Zambia: Iconic Zimbabwean musician Thomas Mapfumo calls for Pilato’s immediate release

Legendary and revolutionary Zimbabwean musician, Thomas Mapfumo, has joined global calls to demand freedom and justice for Zambian musician and activist, Pilato aka Fumba Chama, ahead of his bail verdict tomorrow.

Zimbabwean pop star Thomas Mapfumo, a hero of Zimbabwe’s liberation struggle.


To down the video message and photos of Mapfumo click here

Mapfumo, affectionately known as the Lion of Zimbabwe, has produced hits such as Hatidi Politics, in which he reminds politicians not to take the electorate for granted, and he continues to enjoy a huge fanbase across the globe for his energetic chimurenga music.

Pilato was jailed on trumped up charges connected to his participation in a peaceful protest in September 2017 with other five fellow activists.

“The Zambian government is targeting people like Pilato because they arestanding up and demanding accountability from their government,” said Thomas Mapfumo.

“Pilato is a victim of a government that is trying to consolidate its base through the limiting of freedom of expression and in this case artistic expression. He is not a criminal. Instead of targeting criminals who are eroding state institutions, they are using him as a scapegoat. He must be released immediately and unconditionally.”
Pilato was arrested at Kenneth Kaunda International Airport on 16 May on his return home after spending four months in Johannesburg, South Africa.

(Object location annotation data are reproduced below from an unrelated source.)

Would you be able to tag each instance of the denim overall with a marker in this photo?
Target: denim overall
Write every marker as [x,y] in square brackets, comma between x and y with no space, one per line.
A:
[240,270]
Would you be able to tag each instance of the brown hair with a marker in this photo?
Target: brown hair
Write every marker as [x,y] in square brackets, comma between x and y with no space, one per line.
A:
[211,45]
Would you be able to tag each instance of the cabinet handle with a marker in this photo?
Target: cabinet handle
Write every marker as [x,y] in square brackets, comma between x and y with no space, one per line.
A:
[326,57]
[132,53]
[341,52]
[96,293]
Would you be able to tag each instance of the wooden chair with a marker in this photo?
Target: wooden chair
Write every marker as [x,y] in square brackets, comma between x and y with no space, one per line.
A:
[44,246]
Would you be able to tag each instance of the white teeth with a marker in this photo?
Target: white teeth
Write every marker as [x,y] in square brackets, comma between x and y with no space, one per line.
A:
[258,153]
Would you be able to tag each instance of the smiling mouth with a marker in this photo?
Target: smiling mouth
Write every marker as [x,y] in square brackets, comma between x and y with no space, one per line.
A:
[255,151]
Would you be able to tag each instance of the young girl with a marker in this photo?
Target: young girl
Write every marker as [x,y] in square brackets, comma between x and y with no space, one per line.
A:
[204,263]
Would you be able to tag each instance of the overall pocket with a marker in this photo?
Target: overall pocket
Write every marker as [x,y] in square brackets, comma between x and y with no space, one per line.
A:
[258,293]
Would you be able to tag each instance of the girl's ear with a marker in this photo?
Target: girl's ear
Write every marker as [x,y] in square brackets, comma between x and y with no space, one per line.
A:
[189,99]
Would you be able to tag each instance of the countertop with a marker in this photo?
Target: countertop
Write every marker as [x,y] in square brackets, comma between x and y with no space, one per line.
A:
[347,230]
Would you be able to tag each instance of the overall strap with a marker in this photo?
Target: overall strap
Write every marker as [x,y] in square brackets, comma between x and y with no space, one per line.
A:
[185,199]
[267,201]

He left Zambia in early January after receiving threats in response to his song Koswe Mumpoto (rat in the pot), which was interpreted as criticising President Edgar Lungu and his ruling Patriotic Front (PF) ministers.
In September 2017, Pilato aka Fumba Chama and five other activists, Lewis Mwape, Laura Miti, Sean Enock Tembo, Bornwell Mwewa, and Mika Mwambazi staged a peaceful protest outside Parliament demanding accountability for the procurement of 42 fire trucks at a cost of 42 million USD. The cost of the trucks was widely seen as exorbitant by the general Zambian population.

The six activists were arrested and beaten. They were later released on bail pending trial. The court appearances only began in 2018. However, since he fled the country, Pilato was not able to appear in court with fellow activists. As a result, an arrest warrant was issued in his name, but it is being contested as having been issued irregularly.

The six were prosecuted on 17 May for the protest, with Pilato remanded in custody to 21 May when the judge will give a verdict on whether he skipped bail. All the six-accused pleaded not guilty when they appeared in court on 17 May.

“The Zambian government is targeting musicians like Pilato and  activists to clearly send a chilling message that any dissenting view will not be tolerated. In participating in this protest these individuals have done absolutely nothing wrong – they are certainly not criminals,” said the legendary musician. 


Thomas “Mukanya” Mapfumo was born in Marondera, Zimbabwe in 1945. When Zimbabwe became independent in 1980, he shared the stage with the Jamaican reggae legend Bob Marley at Rufaro Stadium. He has since shared the stage with other international acts such as Sir Elton John.

Mapfumo is a politically conscious musician and he dislikes abuse of power and corruption. He has sung about the struggles of poor people at the hands politicians who have been charged with managing their wealth, but often abusing it. He was jailed by the colonial regime for his hard-hitting lyrics against the repressive colonial regime during Zimbabwe’s liberation struggle. He fled Zimbabwe in 2004 under intense persecution from the then Robert Mugabe led regime. Mapfumo’s songs were banned on national radio as they were deemed too critical of the government.